Azure / azure-iot-sdk-csharp

A C# SDK for connecting devices to Microsoft Azure IoT services
Other
466 stars 494 forks source link

DeviceClient/ModuleClient .OpenAsync Timeouts/Delays with .NET Core 2.1 #521

Closed jason-e-gross closed 6 years ago

jason-e-gross commented 6 years ago

Description of the issue:

When updating the IOT Edge project to use .NET Core 2.1, it introduces delays and timeouts in devices or modules at .OpenAsyc. About 30% timeouts to crashing (which edgeAgent restarts the module) to 70% delays of over 20-30 seconds or more.

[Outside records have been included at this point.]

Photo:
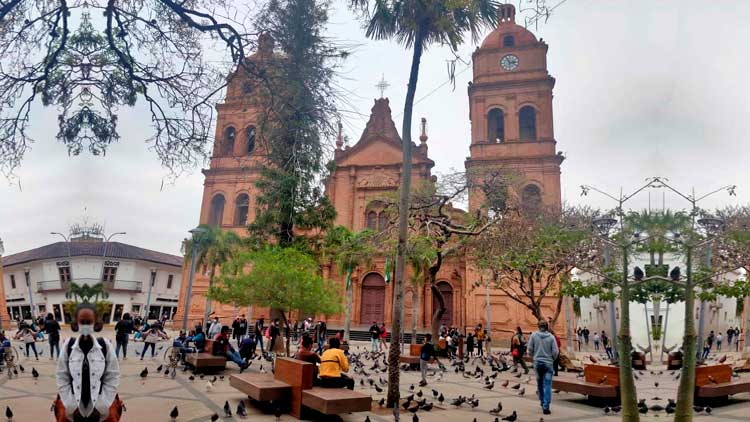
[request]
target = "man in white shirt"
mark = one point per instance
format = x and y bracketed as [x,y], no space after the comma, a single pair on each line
[88,373]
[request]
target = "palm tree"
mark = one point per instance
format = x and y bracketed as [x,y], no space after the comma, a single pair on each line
[350,250]
[215,247]
[416,25]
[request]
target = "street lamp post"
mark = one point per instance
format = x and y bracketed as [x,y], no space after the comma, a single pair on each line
[194,249]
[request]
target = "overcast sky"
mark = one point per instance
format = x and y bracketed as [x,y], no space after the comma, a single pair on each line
[643,89]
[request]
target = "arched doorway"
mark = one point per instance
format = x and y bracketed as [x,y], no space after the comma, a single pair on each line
[447,291]
[372,301]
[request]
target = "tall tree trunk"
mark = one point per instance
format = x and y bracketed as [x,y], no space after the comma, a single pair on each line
[403,224]
[437,314]
[684,409]
[627,384]
[414,312]
[348,312]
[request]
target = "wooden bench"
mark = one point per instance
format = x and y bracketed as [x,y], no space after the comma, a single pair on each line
[333,401]
[260,387]
[600,382]
[206,361]
[299,376]
[674,361]
[715,382]
[639,361]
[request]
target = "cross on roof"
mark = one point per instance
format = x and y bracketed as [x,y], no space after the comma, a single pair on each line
[382,85]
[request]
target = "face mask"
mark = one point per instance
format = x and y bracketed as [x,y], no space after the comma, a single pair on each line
[86,329]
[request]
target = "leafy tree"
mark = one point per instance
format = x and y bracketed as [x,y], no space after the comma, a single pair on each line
[90,59]
[296,98]
[279,278]
[416,25]
[215,247]
[529,257]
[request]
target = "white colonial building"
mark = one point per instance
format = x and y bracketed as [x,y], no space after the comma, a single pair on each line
[138,280]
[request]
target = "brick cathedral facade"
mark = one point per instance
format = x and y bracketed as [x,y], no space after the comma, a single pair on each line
[510,108]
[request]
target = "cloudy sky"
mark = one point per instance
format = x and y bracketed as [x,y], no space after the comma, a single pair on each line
[643,89]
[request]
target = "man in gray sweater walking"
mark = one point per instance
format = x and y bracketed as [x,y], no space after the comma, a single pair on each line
[543,348]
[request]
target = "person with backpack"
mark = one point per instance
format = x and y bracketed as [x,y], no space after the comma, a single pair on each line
[151,337]
[52,328]
[426,354]
[88,373]
[29,339]
[518,350]
[123,329]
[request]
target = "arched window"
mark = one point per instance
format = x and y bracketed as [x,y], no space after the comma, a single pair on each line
[527,123]
[230,134]
[372,220]
[531,199]
[495,125]
[241,206]
[216,215]
[250,133]
[382,221]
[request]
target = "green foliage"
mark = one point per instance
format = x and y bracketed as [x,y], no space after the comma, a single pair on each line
[279,278]
[296,97]
[86,292]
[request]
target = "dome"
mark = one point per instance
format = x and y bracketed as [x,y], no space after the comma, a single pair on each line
[507,27]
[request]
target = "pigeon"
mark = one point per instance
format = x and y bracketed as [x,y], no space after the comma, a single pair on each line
[497,410]
[512,417]
[227,410]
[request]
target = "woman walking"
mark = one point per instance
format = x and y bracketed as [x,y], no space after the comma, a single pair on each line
[52,329]
[29,338]
[151,337]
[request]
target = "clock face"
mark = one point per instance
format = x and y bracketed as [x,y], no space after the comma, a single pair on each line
[509,62]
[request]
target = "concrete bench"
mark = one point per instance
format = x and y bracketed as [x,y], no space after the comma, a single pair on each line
[261,387]
[334,401]
[206,362]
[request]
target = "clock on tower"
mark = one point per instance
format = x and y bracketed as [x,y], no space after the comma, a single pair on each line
[510,106]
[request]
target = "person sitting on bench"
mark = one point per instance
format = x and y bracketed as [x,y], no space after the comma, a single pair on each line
[223,348]
[332,363]
[306,354]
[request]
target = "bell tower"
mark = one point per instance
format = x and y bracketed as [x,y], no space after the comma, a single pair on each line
[510,107]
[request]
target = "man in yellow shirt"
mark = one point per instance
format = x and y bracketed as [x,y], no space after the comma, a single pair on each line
[332,364]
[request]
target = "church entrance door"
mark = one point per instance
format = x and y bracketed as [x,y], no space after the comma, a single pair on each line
[447,291]
[372,301]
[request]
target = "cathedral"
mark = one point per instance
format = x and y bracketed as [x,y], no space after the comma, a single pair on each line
[510,108]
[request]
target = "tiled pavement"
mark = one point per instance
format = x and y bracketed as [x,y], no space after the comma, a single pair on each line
[153,399]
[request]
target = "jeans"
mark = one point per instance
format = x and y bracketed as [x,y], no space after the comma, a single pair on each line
[146,346]
[54,345]
[423,365]
[122,344]
[33,347]
[544,382]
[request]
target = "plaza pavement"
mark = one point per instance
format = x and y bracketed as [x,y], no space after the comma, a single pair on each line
[153,399]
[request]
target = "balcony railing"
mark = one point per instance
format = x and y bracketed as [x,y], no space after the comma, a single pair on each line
[119,285]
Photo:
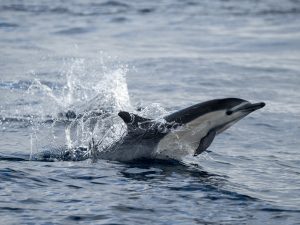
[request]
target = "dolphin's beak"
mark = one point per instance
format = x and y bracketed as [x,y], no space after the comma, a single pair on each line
[247,108]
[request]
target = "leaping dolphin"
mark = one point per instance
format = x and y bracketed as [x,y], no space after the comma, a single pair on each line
[189,131]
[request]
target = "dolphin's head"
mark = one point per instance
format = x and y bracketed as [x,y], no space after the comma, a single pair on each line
[218,114]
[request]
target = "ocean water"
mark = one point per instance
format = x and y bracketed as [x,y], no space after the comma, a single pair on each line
[159,56]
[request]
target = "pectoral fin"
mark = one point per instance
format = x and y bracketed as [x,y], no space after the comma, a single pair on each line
[205,142]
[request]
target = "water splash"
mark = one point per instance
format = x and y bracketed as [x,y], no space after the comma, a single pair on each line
[95,92]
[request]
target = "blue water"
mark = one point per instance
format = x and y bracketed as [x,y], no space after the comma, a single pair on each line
[160,56]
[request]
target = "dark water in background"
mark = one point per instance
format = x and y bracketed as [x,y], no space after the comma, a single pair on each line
[56,55]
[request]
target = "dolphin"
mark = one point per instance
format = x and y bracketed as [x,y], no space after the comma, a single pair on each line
[189,131]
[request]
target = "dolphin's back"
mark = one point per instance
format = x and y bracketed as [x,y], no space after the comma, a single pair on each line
[188,114]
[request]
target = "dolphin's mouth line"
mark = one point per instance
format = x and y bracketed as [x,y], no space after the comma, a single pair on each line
[247,108]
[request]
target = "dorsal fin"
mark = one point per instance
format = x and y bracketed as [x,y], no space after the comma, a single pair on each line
[132,119]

Code sample exhibiting the issue:

<TargetFramework>netcoreapp2.1</TargetFramework>
<PackageReference Include="Microsoft.AspNetCore.App" Version="2.1.0" />

It shows in either:

<PackageReference Include="Microsoft.Azure.Devices.Client" Version="1.17.0-preview-007" />

or

<PackageReference Include="Microsoft.Azure.Devices.Client" Version="1.6.0-preview-001" />

If we downgrade back to .NET Core App 2.0, the timeout/delay goes away, and .OpenAsync is as quick as you would expect it to be. It exhibits itself in three modules we tried updating - which range from nothing more special than the FilterModule example to one that uses Kestrel/SignalR (port 8012).

Updating to the 1.17.0-preview-007 has made it less likely to timeout and crash the module, but it still takes over 20 seconds. An example of a timeout is below (4 mins passed before it crashed). Includes a .ContinueWith to capture the stack trace.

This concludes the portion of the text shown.